第7話 元の木阿弥
 6月13日、日曜日。森田は、朝から燃えていた。燃える闘魂をかきたてるように快晴。そして、森田はある決意を密かにしていた。

「今日、みんなの予想タイムを遙かに上回って、綺麗に引退したんねん!」

 そう、森田はさらなる授業のレベルアップと、8月に生まれる子供のナイスパパになるために、プライベートの時間を水泳にあてるのを減らそうと思っていた。確かに水泳には慣れた。今後も泳ぐだろう。しかし、

「これ以上、バイオさんの策略にはまってたまるか。なんぼ、水泳連盟の何人かに話をしたところで、蔵本の大会には出られへんやろ。もっと偉い人もOKなんか出せへんはずやし。」

 ミキミキッとひび割れる眉間が、語っていた。

 ちなみに、《みんなの予想タイム》とは、バイオが、森田の同僚や、水泳関係者、さらには、当ページの愛読者の何名かにアンケートをレース前に行っていたのだった。

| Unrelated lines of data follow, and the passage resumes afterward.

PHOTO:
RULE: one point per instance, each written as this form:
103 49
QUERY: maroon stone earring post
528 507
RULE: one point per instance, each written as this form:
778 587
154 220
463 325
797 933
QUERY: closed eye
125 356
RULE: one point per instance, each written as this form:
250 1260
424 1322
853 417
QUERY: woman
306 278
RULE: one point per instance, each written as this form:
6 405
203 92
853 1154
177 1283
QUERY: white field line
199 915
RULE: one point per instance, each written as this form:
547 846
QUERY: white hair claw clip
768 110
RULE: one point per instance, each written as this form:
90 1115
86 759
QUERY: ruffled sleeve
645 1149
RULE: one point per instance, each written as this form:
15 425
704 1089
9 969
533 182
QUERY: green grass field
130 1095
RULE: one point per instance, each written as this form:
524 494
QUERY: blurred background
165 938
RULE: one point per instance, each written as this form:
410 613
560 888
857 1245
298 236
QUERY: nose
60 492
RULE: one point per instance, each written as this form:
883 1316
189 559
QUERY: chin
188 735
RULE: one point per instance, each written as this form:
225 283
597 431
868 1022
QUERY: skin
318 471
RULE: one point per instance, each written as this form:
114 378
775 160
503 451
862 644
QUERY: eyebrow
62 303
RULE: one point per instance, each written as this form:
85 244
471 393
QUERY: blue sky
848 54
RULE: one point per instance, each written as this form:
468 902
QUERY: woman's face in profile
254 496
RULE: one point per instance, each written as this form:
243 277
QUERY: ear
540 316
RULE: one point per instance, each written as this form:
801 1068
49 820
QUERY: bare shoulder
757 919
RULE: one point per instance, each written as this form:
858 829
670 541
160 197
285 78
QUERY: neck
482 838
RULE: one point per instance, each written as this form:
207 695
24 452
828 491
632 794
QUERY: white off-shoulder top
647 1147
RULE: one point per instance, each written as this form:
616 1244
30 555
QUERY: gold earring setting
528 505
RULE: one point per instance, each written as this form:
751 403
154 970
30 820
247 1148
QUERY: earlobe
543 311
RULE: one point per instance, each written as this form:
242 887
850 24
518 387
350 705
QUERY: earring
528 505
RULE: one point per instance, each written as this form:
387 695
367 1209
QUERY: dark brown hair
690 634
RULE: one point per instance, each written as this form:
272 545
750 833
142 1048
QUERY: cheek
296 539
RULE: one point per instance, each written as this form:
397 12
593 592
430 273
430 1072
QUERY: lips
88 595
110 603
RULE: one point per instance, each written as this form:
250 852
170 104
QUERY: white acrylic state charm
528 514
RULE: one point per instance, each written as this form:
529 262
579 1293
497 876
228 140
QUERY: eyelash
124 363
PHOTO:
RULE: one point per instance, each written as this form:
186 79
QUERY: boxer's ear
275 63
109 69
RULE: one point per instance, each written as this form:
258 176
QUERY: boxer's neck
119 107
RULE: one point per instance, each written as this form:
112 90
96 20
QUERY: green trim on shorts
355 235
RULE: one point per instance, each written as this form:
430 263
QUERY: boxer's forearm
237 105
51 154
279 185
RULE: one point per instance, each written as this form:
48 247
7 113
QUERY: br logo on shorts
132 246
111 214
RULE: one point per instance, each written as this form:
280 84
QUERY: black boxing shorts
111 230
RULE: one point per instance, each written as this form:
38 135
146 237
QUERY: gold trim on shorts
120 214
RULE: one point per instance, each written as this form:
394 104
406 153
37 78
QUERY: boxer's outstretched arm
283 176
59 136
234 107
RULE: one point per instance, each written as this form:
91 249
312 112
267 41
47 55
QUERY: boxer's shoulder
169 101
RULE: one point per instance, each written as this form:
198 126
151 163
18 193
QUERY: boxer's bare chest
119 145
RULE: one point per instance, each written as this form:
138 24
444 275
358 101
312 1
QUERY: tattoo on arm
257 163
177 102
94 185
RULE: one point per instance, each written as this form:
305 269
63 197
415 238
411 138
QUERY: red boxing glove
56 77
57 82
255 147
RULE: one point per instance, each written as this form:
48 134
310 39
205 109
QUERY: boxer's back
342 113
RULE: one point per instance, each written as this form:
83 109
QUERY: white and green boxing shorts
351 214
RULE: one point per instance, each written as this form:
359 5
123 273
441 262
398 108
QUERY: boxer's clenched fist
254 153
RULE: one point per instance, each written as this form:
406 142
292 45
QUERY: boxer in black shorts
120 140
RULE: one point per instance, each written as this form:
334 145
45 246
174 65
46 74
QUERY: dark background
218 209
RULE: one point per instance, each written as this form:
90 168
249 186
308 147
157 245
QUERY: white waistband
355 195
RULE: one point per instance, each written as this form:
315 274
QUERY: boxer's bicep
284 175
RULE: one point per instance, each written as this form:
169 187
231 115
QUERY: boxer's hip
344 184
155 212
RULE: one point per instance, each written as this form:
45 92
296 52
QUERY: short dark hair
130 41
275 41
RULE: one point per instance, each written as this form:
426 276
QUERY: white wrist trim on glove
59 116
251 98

 森田が泳ぎ始めた6週間前には、25自由形は24秒だった。そして、皆の予想は次の通り。

《みんなの予想タイム》
愛読者Aさん 18−23
同僚ダッシュ 18−73
同僚フワフワ 19−19
同僚バイオ 19−98
同僚ハイパー 20−73
同僚ポイズン 21−59
TSD代表M氏 22−30
というタイムが出そろっていた。

 朝、ウオーミングアップを終えて、会場、いしいドームの入り口でバイオとダッシュの一服に付き合っていた森田。もうすぐ訪れるレースの緊張を快く楽しんでいた。そこに、やや貫禄のある年配の方がやってきた。その方に向かって、バイオが立ち上がり挨拶をした。

バイオ 「おはようございます」

 森田の眉間は思った。

「バイオさんも大変やな。水泳連盟の役員とかしてはるから、偉い人が通るたびに、いちいち挨拶せなあかんねや。オレは気楽でよかったわ…ああ、のどかな一日や。あとは、泳ぎ切って引退や!」

 森田の眉間が緊張感を少しほぐして伸びかけたその時、バイオの一言が眉間を再び緊張のまっただ中に追い込んだ。

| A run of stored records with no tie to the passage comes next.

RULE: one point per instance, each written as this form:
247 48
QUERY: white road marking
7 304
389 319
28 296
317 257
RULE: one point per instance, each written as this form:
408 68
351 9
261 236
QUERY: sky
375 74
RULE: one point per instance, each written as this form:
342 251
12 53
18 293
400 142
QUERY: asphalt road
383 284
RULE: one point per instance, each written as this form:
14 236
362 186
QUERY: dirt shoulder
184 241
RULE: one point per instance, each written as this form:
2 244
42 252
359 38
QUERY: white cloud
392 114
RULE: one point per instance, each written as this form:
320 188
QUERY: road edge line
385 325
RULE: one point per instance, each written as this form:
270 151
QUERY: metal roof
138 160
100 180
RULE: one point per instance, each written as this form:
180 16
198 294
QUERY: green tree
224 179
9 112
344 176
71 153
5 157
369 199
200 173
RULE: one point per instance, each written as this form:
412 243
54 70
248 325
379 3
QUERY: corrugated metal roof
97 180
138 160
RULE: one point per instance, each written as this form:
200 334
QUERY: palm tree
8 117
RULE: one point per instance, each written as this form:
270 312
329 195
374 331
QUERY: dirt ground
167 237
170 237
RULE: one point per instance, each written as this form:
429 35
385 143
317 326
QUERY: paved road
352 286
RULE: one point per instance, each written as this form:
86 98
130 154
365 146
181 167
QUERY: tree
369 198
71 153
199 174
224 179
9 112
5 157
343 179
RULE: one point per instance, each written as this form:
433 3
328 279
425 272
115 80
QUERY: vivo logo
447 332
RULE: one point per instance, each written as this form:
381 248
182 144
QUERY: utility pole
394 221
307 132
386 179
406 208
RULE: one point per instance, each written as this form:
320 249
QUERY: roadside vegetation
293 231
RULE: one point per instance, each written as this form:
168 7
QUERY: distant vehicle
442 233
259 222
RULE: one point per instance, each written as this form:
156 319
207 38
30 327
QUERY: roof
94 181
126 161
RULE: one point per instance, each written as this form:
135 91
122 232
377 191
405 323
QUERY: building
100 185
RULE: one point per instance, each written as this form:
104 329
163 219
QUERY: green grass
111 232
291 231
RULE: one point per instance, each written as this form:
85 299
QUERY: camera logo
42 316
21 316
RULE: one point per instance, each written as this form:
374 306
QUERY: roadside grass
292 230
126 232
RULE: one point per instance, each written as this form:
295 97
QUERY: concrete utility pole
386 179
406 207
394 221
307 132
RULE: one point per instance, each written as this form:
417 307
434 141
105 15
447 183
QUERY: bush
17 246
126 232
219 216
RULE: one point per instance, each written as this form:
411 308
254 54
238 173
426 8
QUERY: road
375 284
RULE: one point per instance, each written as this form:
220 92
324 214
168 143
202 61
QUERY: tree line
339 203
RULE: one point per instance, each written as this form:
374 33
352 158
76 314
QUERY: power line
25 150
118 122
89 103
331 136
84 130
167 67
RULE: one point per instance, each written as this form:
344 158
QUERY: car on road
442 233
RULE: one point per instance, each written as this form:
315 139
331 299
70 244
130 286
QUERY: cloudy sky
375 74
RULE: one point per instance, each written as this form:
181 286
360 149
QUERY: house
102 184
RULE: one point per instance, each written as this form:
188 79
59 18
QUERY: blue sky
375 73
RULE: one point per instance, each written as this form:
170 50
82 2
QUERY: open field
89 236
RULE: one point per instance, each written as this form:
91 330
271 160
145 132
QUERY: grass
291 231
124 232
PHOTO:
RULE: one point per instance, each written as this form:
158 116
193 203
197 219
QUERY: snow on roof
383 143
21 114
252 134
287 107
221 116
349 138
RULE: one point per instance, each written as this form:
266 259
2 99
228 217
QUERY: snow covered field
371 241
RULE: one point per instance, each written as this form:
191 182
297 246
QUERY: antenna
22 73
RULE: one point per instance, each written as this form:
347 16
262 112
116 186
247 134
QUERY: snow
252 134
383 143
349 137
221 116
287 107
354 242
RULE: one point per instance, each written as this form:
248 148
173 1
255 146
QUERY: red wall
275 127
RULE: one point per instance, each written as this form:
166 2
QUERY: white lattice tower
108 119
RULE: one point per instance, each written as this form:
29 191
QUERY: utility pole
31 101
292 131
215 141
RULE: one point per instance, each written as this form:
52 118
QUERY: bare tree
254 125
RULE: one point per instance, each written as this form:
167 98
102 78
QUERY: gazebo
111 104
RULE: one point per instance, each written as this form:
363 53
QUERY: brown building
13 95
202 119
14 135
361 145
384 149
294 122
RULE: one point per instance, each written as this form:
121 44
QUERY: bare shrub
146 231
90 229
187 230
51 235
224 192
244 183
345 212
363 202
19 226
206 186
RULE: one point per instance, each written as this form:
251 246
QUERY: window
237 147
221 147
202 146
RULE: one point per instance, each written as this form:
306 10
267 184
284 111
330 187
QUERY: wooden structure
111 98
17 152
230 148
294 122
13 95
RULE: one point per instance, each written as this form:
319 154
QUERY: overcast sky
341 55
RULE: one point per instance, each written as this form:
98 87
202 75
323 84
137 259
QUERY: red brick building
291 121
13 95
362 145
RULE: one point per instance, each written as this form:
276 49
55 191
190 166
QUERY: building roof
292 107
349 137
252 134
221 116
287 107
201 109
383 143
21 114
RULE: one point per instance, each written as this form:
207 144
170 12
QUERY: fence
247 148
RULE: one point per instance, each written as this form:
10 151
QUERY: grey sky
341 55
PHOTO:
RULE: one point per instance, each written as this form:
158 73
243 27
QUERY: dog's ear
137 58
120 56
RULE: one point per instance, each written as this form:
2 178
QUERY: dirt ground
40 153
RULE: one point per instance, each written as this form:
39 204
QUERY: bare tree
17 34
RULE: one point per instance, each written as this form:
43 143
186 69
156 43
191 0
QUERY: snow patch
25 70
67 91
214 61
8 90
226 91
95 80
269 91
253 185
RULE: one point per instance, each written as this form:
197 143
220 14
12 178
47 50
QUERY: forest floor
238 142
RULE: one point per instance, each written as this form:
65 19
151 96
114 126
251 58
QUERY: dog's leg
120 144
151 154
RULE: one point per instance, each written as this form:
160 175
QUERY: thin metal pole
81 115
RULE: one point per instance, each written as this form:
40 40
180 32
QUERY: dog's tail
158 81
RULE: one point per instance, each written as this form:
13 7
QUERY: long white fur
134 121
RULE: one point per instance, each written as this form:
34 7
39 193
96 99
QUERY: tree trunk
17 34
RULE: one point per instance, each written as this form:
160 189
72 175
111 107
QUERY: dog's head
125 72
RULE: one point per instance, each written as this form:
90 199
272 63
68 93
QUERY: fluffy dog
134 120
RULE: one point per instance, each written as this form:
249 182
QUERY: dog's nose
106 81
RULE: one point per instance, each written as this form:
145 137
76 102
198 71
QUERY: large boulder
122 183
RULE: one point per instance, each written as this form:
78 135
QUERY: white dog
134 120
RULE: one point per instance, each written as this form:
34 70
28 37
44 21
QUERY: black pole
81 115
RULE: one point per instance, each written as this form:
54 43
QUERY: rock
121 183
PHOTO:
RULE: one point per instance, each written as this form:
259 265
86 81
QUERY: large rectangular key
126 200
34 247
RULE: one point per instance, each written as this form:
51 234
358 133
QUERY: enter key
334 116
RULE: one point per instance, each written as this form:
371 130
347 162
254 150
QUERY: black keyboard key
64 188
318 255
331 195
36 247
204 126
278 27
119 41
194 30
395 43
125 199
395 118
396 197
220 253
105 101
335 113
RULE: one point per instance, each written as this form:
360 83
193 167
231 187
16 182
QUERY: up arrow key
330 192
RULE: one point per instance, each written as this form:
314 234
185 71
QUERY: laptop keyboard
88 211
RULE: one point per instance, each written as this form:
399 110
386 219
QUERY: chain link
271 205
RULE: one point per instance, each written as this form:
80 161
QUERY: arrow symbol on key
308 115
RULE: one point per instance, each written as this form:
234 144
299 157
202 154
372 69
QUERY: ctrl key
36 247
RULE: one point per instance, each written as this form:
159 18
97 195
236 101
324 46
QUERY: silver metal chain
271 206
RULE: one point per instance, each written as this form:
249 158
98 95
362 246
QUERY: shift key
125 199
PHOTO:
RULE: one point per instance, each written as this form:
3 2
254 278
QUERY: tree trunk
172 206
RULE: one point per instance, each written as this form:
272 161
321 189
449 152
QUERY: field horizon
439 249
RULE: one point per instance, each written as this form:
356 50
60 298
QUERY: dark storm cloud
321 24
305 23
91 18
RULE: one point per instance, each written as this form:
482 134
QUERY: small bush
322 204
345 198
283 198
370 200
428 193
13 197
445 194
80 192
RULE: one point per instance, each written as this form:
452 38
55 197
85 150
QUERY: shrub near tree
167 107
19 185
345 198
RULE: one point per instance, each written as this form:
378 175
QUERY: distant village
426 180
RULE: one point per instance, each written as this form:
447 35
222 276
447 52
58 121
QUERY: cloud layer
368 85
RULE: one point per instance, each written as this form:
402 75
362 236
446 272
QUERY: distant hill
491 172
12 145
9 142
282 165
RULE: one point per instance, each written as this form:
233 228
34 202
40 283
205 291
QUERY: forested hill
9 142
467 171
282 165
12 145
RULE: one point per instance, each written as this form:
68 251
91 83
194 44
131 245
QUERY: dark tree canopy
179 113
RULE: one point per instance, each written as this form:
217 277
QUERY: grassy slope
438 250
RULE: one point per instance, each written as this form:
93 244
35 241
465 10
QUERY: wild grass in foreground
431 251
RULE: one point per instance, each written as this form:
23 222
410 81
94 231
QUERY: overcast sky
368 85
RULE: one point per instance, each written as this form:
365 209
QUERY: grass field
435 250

バイオ 「あのー、会長。彼が今日デビューするウチの新人です」

 森田は悪い予感を抱きつつも、

「へーっ、この方、水泳連盟の会長さんなんや」

 と思い、会釈しようとしたその瞬間、

バイオ 「会長、彼が今日25で20秒切ったら蔵本の勤労者大会に…」

 と、言い終わらないうちに会長は軽く、

会長 「かんまんかんまん。ぜひ出なさいや」

そう答えた。こうして、森田は引退レース前から、次のレースを設定されてしまったのである。

 さて、着々と時は流れ、いよいよレースである。25〜29歳区分でダッシュの隣りのコースで森田は泳ぐ。応援に向かって反応する余裕もないまま、選手コール。そして、本番。ダッシュ&森田の向こう側には「ホンモノ」のスイマーがいて、別格の12秒台。しかし、ダッシュに懸命についていった森田は誰一人予想だにしなかった17秒56で3位に入ったのである。

 レース後、終わった嬉しさから歓喜のポーズで応援班に応えつつも、

「あかん…今日で終わりのはずやったのに。また、一から泳ぎを練習せなあかんねや。しかも、今度は50や。今までの努力は今日までのはずやってんのに…」

と眉間が呟いていた。

 頑張れ森田。次は蔵本の屋外50メートルプールだ。燦々と輝く太陽は、きっと君の眉間の皺をより一層、際立たせてくれるに違いない。